I arrived in Germany a few days ago to meet up with Anne. We're currently in Heidelberg (another gorgeous city - I think I need a job that shifts me to a new city every year, so many great places to live!) visiting André and his girlfriend Katrin. Tomorrow morning we catch flights to Quito. Original plan was to go to language school in Quito but we got lots of recommendations to go to Cuenca instead. We now are booked into a hostel for our first days in Quito, and have enrolled in a language school for four weeks in Cuenca beginning on the 4th of October. The bus ride from Quito to Cuenca is about 10 hours, which I imagine will be tiring but will let us see lots of the countryside. We'll need a couple days to acclimatise to Quito's ~3000 meter elevation, then we'll see what the area has to offer. Will probaby take the bus to Cuenca a couple days before beginning the course.

It's strange to be sitting in familiar surroundings, knowing that a day from now I'll be in a completely new place far from here. I've had the idea of this trip for so long that it's odd to think tomorrow it actually begins.

Sunday, September 03, 2006

Tubing

Have been spending a relaxed weekend in Hanko, a town an hour or so outside Helsinki where many people have summer homes. Although it's getting a bit late in the year, the Finnish summer was apparently unusually hot so it's still relatively warm.

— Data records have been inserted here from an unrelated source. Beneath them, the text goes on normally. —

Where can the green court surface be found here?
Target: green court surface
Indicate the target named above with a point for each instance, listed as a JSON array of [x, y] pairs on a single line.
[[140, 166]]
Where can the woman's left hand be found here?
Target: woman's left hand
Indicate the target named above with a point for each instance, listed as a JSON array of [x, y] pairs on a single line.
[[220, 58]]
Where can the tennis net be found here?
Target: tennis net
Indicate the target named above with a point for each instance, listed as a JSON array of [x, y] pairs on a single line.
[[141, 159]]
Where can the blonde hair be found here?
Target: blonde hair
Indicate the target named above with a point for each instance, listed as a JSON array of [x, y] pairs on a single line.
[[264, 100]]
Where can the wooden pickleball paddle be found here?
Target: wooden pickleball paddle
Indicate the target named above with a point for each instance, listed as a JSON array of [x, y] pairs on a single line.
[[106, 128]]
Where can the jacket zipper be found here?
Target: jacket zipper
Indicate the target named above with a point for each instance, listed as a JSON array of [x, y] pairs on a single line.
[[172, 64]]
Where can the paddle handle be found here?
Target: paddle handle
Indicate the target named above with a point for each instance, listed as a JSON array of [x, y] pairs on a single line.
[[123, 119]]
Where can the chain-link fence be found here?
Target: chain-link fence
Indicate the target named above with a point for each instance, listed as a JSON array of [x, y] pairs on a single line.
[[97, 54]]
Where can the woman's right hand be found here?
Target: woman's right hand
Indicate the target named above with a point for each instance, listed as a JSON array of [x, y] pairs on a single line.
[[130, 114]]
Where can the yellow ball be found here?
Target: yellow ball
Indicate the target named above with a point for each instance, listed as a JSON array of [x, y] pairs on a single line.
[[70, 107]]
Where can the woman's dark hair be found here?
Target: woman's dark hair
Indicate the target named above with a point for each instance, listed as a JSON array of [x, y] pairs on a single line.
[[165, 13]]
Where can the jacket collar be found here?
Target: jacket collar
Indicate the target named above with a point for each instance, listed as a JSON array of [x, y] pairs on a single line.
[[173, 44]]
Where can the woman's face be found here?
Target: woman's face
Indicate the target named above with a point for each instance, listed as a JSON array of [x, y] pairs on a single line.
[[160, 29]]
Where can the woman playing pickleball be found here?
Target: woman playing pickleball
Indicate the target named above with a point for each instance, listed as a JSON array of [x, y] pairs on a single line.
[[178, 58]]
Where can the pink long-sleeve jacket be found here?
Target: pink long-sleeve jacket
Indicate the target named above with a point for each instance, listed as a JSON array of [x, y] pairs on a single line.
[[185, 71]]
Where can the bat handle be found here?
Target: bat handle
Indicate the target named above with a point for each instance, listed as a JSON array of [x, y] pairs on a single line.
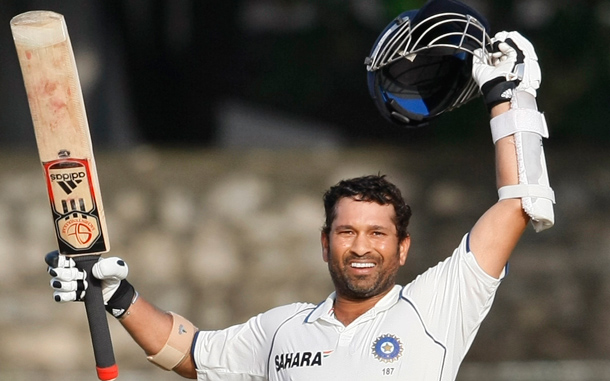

Went out yesterday with Eero & Jenni on Eero's motorboat, towing an innertube behind us. My memory of this from last year involved choppy waters, hanging onto the tube for dear life as it swept in a wide arc when the boat turned, and getting thrown off after hitting waves which tossed the tube a few feet in the air. Great fun. This year we went on a day without much wind so the ride was smoother. The water was also colder, but it was worth braving it.

Iceland Suggestions

If anyone is thinking of taking a short trip to Iceland, here's my suggestion, for what it's worth. Fly in on Saturday or Sunday. Rent a car and drive to a few different places around the island. Spend 5 or 6 days hiking and camping, there is some spectacular scenery to be found. (I saw some glaciers, as well as canyons formed by them, around the south coast and Thorsmork. See pics.) Make it back to Reykjavik for the following weekend and enjoy the wild nightlife on Friday and Saturday.

If I go back again that's what I'll do. On this short trip I was happy to spend some time relaxing in Reykjavik, which felt fairly empty during the week.